Defense saves day for W&J
PITTSBURGH – It was a bizarre ending, but not much of this college football game was routine.
Washington & Jefferson relied on two facets that have not been particularly glamorous in games of this magnitude to win a crucial Presidents’ Athletic Conference matchup Saturday afternoon.
Defense and the running game.
W&J produced three touchdowns off turnovers, made a goal-line stand and the running game produced more yards than the vaunted Presidents’ passing attack, a rarity under head coach Mike Sirianni, to come away with a hard-fought 27-20 victory over Carnegie Mellon in a battle of unbeatens.
The 13th-ranked Presidents moved to 5-0, 3-0 in the conference, and Carnegie Mellon fell to 5-1, 3-1 in the PAC.
“We won this game with two aspects that aren’t our strengths since I’ve been at W&J,” said head coach Mike Sirianni. “We’ve been an offensive team that throws the ball. We’ve had good running backs but we’re primarily a passing team that doesn’t play real good defense. We won the game playing great defense.
“When (coach) John Luckhardt was here, it’s was defense and run the ball. Since I’ve been here, it’s offense and throw the ball. We won this game with defense.”
The most interesting play of the game came on a fourth-down play after CMU had scored to cut the deficit to seven with 2:49 left and recovered the onside kick. The snap to Tartans quarterback Alex Cline was low and it glanced off his hands for a fumble and W&J’s defense pounced. Sam Benger picked the fumble up and flipped it across his body to Cline.
The CMU quarterback unleashed a pass that Tommy Mansfield caught at the W&J 15-yard line.
But the officials ruled an illegal forward pass because Benger’s pitch to Cline already was a forward pass. Replays confirmed the call was correct.
“I can’t say I was in a great position to see the pitch,” said CMU head coach Rich Lackner. “I don’t know if it was a backward or forward pass. We made our share of mistakes, but we gave W&J a great game.”

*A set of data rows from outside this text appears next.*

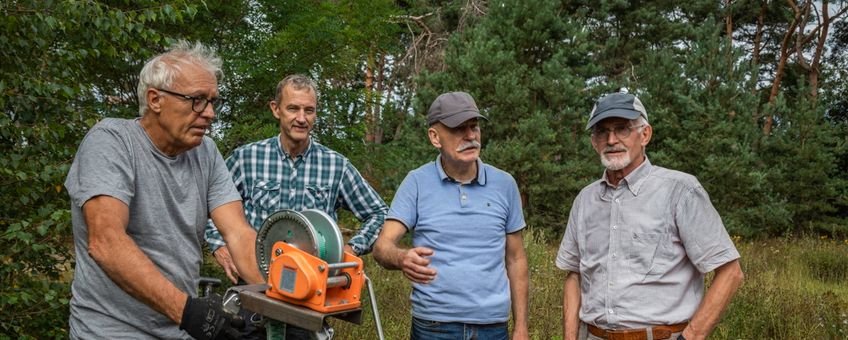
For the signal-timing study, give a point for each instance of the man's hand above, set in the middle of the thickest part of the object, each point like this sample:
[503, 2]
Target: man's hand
[222, 256]
[204, 319]
[413, 262]
[520, 334]
[415, 265]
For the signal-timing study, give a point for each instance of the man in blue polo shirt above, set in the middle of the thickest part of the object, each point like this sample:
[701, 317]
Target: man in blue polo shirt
[467, 264]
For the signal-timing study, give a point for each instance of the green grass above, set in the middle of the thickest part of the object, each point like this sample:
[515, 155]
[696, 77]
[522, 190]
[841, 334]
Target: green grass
[793, 289]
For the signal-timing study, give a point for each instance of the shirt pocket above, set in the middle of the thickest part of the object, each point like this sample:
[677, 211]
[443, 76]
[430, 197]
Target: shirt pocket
[645, 254]
[266, 195]
[316, 197]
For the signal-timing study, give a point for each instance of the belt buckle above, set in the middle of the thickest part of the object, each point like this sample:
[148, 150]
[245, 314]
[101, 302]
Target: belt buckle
[627, 334]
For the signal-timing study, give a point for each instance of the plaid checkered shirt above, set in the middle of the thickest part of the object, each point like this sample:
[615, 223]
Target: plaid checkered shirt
[269, 180]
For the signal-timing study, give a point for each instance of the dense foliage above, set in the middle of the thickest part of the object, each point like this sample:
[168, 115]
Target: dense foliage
[740, 94]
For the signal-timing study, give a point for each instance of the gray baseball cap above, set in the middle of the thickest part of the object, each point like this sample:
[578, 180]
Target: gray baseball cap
[453, 109]
[618, 104]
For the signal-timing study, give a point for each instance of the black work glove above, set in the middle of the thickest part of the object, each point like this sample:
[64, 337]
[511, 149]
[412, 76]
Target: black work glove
[204, 319]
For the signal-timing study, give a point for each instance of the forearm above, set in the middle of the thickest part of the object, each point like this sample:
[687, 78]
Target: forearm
[368, 232]
[240, 239]
[571, 306]
[727, 279]
[129, 268]
[243, 248]
[519, 290]
[388, 254]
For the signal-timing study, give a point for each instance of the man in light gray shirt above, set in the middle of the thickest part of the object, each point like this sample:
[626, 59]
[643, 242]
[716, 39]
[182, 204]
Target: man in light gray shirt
[141, 192]
[640, 240]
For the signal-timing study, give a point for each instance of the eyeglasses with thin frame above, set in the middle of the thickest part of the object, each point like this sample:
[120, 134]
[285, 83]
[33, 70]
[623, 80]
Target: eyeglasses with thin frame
[621, 131]
[198, 104]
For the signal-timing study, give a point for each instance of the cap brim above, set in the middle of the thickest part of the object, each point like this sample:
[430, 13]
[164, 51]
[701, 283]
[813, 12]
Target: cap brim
[459, 118]
[620, 113]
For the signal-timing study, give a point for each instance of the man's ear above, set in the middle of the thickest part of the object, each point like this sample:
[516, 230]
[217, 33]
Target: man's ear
[273, 106]
[433, 134]
[154, 100]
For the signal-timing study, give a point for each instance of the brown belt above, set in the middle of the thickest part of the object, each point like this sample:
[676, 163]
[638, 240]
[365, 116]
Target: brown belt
[660, 332]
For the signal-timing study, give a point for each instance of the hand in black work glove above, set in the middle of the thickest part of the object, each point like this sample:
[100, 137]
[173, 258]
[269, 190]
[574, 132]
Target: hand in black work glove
[204, 319]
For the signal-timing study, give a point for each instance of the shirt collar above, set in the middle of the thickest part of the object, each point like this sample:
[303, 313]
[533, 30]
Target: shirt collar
[481, 172]
[285, 154]
[634, 180]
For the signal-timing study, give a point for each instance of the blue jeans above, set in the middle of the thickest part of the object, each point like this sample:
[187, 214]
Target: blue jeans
[434, 330]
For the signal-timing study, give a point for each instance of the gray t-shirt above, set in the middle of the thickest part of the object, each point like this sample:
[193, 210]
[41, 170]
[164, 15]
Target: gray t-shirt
[642, 248]
[169, 200]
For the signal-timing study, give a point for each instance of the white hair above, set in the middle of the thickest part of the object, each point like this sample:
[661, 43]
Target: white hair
[160, 71]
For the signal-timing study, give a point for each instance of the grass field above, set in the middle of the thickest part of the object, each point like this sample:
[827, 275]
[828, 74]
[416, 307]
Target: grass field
[793, 289]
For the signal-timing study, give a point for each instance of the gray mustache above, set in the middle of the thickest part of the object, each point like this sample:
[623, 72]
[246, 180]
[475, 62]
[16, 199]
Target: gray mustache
[614, 149]
[468, 145]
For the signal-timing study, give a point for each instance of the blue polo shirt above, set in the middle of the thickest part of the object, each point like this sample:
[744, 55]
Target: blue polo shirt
[466, 226]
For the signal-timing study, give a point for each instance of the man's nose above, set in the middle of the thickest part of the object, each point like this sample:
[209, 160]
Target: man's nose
[612, 138]
[208, 112]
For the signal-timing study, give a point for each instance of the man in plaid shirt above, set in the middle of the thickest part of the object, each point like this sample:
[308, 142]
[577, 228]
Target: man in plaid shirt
[291, 171]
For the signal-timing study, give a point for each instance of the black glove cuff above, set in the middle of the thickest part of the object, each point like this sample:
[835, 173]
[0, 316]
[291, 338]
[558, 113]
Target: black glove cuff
[201, 319]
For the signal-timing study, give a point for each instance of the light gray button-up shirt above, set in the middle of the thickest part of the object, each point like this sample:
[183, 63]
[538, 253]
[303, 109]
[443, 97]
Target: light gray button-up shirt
[642, 248]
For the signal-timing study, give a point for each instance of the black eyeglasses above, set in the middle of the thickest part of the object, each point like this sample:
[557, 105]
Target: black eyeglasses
[198, 104]
[621, 131]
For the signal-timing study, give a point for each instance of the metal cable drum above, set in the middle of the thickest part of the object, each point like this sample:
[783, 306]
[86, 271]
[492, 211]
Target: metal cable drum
[312, 231]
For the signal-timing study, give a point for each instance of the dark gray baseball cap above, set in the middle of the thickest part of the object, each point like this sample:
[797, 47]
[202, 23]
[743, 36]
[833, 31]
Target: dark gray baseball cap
[453, 109]
[619, 104]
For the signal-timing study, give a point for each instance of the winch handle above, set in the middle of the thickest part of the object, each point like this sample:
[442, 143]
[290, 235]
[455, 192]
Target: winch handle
[374, 308]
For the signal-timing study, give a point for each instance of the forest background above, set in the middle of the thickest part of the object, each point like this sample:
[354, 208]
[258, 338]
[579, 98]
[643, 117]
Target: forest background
[749, 96]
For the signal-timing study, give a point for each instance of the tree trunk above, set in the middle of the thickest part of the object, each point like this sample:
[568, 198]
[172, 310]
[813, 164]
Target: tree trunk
[781, 64]
[369, 106]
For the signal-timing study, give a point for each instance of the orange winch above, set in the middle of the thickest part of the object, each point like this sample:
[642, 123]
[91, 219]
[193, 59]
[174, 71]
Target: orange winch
[309, 275]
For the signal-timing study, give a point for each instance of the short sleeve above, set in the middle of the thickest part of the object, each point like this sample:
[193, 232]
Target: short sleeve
[404, 206]
[568, 255]
[221, 187]
[515, 220]
[103, 166]
[707, 243]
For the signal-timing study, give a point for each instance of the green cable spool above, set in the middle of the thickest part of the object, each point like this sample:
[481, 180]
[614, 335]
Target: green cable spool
[311, 230]
[322, 245]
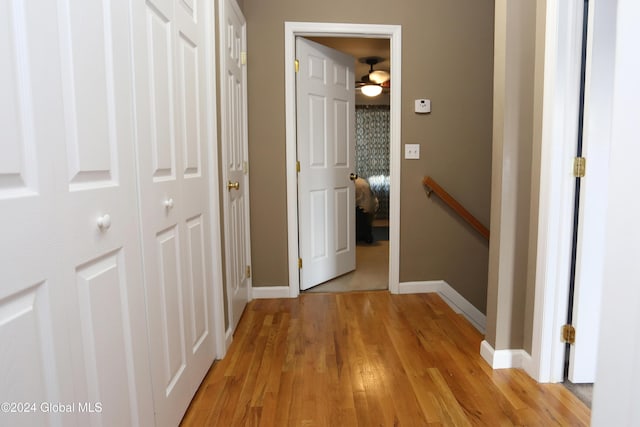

W&J’s defense gave a glimpse of what was to come in this game by stopping Carnegie Mellon four times with a first-and-goal at the 7. Benger ran the final two times but managed only one yard from the two.
Middle linebacker Nick Murgo picked off a Cline pass two series later and returned it 51 yards for a touchdown that gave W&J a 14-0 lead.
“I saw the ball in the air and just broke on it,” said Murgo, who had a team-high 11 tacks and a quarterback sack. “I saw the end zone and didn’t stop.”
Carnegie Mellon used its defense to set up its first score when Kyle Brittan intercepted an Alex Rowse pass and returned it to the W&J 30. Cline hit John Prather over the middle for the first of two touchdowns, this one from 23 yards, to make it 14-6 at halftime.
The teams traded touchdowns in the third quarter and on successive drives. E.J. Thompson burst through the CMU defense for a 19-yard touchdown and a 20-6 lead. Cline found Prather on a similar post pattern from 17 yards to make it 20-13.
W&J tailback Justin Vickless pushed the lead to 27-13 when he capped a 9-play, 57-yard drive with a two-yard touchdown. The drive was set up when Benger fumbled and tackle Jeff Oxner recovered. It was Benger’s first fumble in 809 career carries. Vickless had career highs of 27 carries for 158 yards. None of his carries lost yards. He helped W&J amass 197 yards on 44 tries.
“I’ve been waiting for the day when we pound the ball,” said Vickless. “Our line was awesome. I thought we could run the ball but I didn’t think we could bully them like we did.”
Carnegie Mellon cut W&J’s lead to seven, when Cline went around right end for a 6-yard touchdown with 4:24.